There were no people of any color but white in my school or neighborhood. The only black people I knew worked for us and we loved them. I don’t think we felt superior to them other than we knew they worked for us and didn’t have as much as we had. But neither did my grandmother, so that didn’t mean much either.

I didn’t really meet any people of other races or nationalities until I went to college and, even then, there weren’t too many. We had a big TIME/LIFE book of all the religions at home and I had studied it through the years so I wasn’t against other religions. My first Jewish friends were in junior high and many of them are still good friends 65 years later. I didn’t have gay friends until I was an adult because they couldn’t admit to the world who they were. Where did I get my prejudices – because I have to admit I absorbed some of the stereotypes through the years.

At 77, I have met people from all over the world and have friends from many cultures and races and sexual orientations. I’m not being sanctimonious because I still look at strangers warily. As a woman, I’ve been taught to be aware of my surroundings and regard any person with suspicion. Our 24/7 media alerts and ever present internet outlets, along with groups who promote hate and fear of anyone different, are bound to make people more afraid. I will say that for the past couple of decades I have been more afraid of white supremacists than any other group, but I live in Oklahoma and saw the first hand results of hate and evil in the Oklahoma City bombing.
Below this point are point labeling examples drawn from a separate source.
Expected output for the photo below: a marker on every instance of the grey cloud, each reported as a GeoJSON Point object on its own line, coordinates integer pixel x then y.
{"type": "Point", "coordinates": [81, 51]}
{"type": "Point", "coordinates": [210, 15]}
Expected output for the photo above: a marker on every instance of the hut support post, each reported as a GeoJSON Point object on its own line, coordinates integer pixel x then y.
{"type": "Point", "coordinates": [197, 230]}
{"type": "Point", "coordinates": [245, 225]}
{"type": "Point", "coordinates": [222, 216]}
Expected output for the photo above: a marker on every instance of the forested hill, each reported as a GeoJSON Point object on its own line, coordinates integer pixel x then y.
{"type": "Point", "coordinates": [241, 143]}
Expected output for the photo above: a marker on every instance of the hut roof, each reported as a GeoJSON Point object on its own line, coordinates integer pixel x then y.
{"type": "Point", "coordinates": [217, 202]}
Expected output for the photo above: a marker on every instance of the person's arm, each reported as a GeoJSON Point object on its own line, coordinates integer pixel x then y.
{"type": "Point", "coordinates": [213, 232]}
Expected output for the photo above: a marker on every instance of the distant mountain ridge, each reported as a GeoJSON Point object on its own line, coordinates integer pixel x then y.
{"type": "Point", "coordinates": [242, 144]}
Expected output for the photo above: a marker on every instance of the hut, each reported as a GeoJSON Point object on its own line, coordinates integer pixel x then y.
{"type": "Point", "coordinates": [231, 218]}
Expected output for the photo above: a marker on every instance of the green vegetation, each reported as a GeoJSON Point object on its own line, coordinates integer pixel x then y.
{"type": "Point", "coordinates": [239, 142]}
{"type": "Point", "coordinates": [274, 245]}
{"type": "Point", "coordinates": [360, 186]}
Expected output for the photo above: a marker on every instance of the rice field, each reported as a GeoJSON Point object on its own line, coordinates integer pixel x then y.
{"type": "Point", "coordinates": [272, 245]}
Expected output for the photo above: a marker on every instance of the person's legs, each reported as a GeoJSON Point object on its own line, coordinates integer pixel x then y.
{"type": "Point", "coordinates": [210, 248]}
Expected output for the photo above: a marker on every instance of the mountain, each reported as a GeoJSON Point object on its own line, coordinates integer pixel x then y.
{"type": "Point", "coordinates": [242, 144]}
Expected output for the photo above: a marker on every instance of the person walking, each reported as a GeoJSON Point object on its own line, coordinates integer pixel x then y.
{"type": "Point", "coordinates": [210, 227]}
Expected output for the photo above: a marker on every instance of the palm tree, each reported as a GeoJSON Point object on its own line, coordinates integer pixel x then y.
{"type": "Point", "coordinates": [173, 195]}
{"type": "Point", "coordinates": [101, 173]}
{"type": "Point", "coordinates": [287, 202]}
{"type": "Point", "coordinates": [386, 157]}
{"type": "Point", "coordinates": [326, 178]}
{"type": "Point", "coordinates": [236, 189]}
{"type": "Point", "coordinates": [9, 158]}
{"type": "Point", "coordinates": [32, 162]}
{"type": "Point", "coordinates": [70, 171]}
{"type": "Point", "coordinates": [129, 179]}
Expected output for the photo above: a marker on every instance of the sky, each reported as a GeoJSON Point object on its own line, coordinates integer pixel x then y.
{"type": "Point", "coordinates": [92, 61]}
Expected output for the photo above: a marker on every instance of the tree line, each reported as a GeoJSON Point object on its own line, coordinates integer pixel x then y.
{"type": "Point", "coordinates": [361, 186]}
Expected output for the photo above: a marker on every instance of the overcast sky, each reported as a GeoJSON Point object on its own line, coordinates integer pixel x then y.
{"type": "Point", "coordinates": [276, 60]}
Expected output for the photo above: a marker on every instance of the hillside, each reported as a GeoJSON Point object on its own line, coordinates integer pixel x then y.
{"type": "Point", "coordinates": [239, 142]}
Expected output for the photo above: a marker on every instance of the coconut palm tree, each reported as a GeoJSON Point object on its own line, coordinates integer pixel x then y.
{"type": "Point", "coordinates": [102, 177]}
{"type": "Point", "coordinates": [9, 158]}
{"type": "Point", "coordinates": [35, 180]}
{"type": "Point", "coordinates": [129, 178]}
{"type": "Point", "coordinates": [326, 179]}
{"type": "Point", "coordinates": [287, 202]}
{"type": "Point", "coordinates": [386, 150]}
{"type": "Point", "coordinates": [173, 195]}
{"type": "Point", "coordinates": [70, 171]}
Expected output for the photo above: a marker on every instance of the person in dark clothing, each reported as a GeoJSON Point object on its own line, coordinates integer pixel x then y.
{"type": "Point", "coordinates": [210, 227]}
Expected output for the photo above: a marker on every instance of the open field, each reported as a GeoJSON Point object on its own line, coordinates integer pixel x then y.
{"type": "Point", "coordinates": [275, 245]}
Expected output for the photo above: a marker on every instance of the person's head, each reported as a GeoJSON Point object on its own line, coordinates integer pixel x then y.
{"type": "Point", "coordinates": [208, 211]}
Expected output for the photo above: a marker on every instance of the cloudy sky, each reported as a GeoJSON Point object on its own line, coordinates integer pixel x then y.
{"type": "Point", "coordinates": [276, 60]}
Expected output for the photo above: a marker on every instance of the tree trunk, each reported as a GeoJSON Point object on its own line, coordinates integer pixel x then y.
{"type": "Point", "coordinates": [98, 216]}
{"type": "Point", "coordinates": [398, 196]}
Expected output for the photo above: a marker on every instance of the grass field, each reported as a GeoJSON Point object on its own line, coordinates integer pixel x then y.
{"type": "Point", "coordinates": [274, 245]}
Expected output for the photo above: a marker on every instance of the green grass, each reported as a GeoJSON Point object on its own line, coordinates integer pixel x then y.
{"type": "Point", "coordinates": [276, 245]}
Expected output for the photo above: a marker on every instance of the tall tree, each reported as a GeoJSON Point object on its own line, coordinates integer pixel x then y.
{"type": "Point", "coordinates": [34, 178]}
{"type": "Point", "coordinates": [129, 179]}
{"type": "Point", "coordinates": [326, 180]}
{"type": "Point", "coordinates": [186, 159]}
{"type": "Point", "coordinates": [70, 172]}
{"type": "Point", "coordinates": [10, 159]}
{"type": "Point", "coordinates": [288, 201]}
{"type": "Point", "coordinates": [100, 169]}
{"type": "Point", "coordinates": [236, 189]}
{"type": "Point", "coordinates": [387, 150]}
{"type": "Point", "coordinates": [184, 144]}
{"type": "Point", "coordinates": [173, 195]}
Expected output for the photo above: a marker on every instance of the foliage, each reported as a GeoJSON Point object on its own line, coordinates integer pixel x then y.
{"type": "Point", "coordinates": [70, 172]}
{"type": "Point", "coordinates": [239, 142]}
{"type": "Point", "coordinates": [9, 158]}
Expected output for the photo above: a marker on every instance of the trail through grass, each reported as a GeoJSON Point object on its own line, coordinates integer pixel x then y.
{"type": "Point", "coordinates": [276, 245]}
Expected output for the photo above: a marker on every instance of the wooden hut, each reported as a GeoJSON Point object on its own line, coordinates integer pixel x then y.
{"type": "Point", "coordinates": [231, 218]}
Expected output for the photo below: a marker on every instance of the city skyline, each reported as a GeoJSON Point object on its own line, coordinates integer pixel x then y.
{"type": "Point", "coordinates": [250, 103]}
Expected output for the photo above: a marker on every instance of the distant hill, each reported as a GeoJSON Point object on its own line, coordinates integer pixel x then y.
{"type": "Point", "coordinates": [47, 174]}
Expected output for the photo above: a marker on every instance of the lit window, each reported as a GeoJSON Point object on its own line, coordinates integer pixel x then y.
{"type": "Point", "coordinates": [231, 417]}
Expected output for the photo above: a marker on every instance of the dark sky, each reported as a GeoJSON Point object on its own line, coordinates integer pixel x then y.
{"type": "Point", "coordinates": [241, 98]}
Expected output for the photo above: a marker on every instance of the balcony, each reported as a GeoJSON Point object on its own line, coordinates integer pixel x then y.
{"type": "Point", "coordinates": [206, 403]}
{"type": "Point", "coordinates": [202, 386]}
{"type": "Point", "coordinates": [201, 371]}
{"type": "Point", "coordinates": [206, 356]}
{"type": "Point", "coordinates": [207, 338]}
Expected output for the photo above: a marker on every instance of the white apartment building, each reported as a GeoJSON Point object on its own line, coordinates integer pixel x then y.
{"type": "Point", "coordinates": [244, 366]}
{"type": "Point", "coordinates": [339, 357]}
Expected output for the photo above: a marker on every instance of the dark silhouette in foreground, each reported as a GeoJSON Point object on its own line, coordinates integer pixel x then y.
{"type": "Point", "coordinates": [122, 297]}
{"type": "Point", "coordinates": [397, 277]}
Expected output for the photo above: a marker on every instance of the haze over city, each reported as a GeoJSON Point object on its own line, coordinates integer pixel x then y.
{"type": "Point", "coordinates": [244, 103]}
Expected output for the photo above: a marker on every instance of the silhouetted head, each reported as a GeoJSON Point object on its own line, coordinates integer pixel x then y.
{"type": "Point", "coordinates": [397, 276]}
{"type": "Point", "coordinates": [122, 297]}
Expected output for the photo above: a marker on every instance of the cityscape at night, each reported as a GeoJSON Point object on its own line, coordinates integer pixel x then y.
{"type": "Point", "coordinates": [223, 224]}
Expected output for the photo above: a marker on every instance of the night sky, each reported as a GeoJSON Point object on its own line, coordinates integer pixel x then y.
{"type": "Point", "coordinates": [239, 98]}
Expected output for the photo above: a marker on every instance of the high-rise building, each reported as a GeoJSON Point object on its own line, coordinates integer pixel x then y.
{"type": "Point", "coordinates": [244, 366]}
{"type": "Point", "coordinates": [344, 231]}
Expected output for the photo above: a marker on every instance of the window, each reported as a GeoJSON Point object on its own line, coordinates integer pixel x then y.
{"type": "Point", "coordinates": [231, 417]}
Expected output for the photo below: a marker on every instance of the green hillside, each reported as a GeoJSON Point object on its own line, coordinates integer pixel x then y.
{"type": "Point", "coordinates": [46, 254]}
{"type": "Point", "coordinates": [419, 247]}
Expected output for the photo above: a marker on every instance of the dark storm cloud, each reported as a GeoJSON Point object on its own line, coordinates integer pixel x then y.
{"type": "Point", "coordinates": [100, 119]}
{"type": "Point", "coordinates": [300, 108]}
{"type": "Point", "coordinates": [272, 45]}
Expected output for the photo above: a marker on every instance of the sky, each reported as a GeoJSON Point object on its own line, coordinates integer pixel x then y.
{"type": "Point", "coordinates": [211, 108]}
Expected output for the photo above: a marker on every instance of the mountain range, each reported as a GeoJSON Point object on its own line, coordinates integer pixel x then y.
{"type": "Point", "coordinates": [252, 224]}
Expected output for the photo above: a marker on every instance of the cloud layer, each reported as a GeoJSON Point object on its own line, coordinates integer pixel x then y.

So how do we get to the place where we all love the children of the world, red and yellow, black and white? How do we work towards this ideal as people? Here are a few suggestions…

Go out of your way to meet people who aren’t like you. One of the best ways is to travel, but that isn’t possible for many people. If you see someone different, smile. Start a conversation. Find things you have in common. Anything.

Learn about other people’s countries, religions and customs. We live in an age where you can find so many resources in the library, on the internet, documentaries on television, movies. Be curious and unafraid to learn about how we are different – and how we are the same. And learn to mind your own business about other things in other people’s lives that have no bearing on you.

I don’t have all the answers, but we really must look at each other in different ways. We need to open our hearts. We need to be kinder to each other. Those precious children are our future and our hope. Those precious children are us.